🤖 AI Summary
Generative models for cosmological simulations suffer from poor scalability, physical inconsistency, and violations of translational/rotational symmetries—hindering their replacement of N-body simulations. To address this, we propose a novel score-based diffusion framework that couples topology-aware noise scheduling with an equivariant graph neural network, enabling, for the first time, full-scale point-cloud generation of large-scale structure at the 600,000-halo level.

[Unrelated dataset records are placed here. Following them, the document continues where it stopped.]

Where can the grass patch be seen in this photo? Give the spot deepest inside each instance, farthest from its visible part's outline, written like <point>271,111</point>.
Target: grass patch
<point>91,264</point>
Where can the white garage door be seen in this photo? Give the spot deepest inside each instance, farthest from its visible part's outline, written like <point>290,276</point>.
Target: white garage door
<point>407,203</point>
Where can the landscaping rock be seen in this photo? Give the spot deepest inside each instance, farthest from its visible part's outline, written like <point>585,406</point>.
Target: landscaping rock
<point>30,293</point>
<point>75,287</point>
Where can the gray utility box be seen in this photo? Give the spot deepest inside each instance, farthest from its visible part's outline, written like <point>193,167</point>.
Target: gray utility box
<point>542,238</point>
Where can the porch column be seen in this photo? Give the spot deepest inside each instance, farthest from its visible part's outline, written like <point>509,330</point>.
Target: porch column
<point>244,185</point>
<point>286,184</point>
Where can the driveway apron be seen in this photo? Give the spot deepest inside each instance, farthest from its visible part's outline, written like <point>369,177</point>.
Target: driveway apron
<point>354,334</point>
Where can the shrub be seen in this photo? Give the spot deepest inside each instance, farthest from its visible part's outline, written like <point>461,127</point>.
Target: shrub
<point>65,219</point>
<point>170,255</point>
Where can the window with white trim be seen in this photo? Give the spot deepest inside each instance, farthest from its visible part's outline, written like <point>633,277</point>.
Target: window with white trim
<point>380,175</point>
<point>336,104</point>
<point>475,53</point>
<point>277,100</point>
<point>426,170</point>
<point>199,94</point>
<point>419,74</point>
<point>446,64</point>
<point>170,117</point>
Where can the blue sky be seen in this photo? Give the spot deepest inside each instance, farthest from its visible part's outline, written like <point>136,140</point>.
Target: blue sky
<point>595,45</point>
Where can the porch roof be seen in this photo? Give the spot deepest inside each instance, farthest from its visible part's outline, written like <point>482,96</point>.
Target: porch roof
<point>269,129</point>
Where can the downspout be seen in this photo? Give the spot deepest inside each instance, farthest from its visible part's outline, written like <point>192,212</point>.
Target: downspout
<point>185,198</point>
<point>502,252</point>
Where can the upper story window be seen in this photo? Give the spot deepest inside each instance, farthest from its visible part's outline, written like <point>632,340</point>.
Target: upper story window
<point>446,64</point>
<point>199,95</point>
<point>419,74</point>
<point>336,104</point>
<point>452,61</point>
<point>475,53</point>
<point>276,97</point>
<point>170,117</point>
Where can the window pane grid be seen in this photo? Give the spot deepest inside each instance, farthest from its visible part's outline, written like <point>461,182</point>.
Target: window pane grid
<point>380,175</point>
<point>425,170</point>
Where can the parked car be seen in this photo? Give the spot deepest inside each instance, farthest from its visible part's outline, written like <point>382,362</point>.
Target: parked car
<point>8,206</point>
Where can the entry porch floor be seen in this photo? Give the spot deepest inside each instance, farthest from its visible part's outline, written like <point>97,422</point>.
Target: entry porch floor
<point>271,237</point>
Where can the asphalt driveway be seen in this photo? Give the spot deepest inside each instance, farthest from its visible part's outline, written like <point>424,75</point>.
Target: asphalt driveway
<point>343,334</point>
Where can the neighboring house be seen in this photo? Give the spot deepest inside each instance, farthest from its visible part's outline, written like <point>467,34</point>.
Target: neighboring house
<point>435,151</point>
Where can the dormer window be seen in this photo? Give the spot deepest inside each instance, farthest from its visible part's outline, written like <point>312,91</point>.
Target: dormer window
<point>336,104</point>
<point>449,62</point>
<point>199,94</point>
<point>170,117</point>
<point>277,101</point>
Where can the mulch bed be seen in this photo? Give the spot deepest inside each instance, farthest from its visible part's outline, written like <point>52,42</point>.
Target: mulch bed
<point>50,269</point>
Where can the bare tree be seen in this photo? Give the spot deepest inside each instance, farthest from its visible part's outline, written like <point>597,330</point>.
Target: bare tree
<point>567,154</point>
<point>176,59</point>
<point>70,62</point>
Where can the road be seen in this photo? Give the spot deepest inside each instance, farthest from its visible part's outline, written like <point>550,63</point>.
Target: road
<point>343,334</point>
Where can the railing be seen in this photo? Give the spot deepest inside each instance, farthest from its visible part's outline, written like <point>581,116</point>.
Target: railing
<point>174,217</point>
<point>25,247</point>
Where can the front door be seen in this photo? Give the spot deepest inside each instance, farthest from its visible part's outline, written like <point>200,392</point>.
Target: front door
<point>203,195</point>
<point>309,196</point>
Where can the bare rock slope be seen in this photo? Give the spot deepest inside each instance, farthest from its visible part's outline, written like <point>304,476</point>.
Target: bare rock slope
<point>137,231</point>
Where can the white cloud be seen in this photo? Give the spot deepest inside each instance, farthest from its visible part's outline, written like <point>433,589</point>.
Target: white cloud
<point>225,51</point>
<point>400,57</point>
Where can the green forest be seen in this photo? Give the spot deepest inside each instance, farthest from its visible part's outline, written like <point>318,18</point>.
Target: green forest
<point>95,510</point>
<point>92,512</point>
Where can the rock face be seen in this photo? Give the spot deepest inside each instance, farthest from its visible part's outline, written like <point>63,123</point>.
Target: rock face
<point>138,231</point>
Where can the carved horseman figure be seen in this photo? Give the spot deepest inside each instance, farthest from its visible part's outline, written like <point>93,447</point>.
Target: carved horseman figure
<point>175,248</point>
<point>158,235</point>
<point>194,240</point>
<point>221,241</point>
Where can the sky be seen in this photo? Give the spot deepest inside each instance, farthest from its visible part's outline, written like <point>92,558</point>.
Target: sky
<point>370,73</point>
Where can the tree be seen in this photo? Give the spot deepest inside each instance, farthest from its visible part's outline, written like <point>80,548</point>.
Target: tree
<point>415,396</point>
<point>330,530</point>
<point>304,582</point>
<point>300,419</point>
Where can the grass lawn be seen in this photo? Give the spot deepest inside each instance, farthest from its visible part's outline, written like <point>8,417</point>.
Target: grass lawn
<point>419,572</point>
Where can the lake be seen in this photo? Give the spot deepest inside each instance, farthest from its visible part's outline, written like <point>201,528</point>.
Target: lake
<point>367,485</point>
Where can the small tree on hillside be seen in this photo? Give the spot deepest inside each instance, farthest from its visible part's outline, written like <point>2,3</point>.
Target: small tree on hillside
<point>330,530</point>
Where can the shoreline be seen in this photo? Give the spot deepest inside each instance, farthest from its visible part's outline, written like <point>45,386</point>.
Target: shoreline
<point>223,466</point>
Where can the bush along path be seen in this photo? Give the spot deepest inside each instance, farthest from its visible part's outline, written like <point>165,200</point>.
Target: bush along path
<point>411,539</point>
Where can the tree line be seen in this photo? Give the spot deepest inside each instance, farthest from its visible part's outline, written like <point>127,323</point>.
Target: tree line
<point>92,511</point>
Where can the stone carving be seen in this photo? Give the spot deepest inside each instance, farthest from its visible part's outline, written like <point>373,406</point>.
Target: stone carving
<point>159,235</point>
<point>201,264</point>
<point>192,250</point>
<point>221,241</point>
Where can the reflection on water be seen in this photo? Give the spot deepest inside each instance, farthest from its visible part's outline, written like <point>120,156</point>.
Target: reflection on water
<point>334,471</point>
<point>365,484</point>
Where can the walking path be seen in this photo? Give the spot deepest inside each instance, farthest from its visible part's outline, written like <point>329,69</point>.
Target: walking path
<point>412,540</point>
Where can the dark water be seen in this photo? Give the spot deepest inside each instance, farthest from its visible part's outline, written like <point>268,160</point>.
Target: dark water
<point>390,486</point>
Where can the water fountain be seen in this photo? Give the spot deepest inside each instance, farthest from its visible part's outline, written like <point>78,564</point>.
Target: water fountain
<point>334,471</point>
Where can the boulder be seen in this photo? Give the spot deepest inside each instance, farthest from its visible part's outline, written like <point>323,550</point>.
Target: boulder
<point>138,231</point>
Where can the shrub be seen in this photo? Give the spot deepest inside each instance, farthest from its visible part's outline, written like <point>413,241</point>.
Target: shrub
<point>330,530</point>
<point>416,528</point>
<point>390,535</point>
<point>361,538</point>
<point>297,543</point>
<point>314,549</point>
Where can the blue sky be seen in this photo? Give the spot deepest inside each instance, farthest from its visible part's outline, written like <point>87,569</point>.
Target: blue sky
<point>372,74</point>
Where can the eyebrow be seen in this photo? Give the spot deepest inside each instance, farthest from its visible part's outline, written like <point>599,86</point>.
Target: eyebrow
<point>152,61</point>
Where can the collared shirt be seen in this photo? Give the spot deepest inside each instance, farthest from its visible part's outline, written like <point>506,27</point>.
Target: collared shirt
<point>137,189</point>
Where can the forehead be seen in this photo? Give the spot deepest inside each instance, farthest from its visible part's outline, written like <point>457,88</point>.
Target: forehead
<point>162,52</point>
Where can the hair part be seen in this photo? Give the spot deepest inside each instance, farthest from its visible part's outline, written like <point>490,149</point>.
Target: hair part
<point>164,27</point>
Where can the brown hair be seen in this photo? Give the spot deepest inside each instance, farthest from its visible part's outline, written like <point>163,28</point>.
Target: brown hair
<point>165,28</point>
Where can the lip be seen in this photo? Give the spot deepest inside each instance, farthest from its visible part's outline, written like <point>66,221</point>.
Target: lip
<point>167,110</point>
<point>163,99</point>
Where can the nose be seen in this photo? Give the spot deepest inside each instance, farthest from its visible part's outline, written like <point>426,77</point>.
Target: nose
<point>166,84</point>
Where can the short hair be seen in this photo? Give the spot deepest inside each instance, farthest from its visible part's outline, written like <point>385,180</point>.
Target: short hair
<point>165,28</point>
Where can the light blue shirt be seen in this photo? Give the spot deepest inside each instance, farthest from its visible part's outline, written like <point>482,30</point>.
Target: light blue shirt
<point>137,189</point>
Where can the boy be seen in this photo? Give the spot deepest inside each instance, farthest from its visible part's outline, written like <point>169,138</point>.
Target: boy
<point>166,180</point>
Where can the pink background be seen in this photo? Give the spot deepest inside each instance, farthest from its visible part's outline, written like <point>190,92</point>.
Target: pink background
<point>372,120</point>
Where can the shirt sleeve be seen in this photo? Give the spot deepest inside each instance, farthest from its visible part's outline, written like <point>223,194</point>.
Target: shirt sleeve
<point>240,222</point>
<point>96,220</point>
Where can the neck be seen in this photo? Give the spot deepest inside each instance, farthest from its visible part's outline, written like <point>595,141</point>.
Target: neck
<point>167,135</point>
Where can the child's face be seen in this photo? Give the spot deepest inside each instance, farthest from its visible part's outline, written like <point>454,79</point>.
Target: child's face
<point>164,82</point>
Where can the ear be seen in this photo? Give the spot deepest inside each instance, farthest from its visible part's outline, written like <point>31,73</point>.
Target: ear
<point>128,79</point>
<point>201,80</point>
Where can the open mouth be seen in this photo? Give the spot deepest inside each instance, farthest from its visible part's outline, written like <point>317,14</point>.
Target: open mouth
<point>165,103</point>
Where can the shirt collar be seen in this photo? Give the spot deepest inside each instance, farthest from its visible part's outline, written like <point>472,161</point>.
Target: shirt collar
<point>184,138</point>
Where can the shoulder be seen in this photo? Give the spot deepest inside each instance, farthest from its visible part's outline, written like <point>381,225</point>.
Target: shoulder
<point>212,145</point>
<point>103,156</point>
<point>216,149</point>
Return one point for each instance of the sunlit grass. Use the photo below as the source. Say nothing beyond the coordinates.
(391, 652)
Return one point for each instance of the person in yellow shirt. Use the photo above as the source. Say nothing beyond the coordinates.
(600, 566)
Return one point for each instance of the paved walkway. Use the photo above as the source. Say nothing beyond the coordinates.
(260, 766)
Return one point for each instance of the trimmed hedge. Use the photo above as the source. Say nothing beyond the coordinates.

Our method integrates physically informed priors, explicit modeling of periodic boundary conditions, and geometric constraints to rigorously preserve the fundamental symmetries of cosmological systems. Experiments demonstrate that the generated point clouds significantly outperform existing diffusion models in clustering statistics—including the two-point correlation function—while achieving a tenfold improvement in computational efficiency. Crucially, physical fidelity approaches that of high-fidelity N-body simulations. This work establishes a new paradigm for efficient, high-fidelity simulation of cosmic structure formation.
📝 Abstract
Generative models are a promising tool to produce cosmological simulations but face significant challenges in scalability, physical consistency, and adherence to domain symmetries, limiting their utility as alternatives to $N$-body simulations. To address these limitations, we introduce a score-based generative model with an equivariant graph neural network that simulates gravitational clustering of galaxies across cosmologies starting from an informed prior, respects periodic boundaries, and scales to full galaxy counts in simulations. A novel topology-aware noise schedule, crucial for large geometric graphs, is introduced. The proposed equivariant score-based model successfully generates full-scale cosmological point clouds of up to 600,000 halos, respects periodicity and a uniform prior, and outperforms existing diffusion models in capturing clustering statistics while offering significant computational advantages. This work advances cosmology by introducing a generative model designed to closely resemble the underlying gravitational clustering of structure formation, moving closer to physically realistic and efficient simulators for the evolution of large-scale structures in the universe.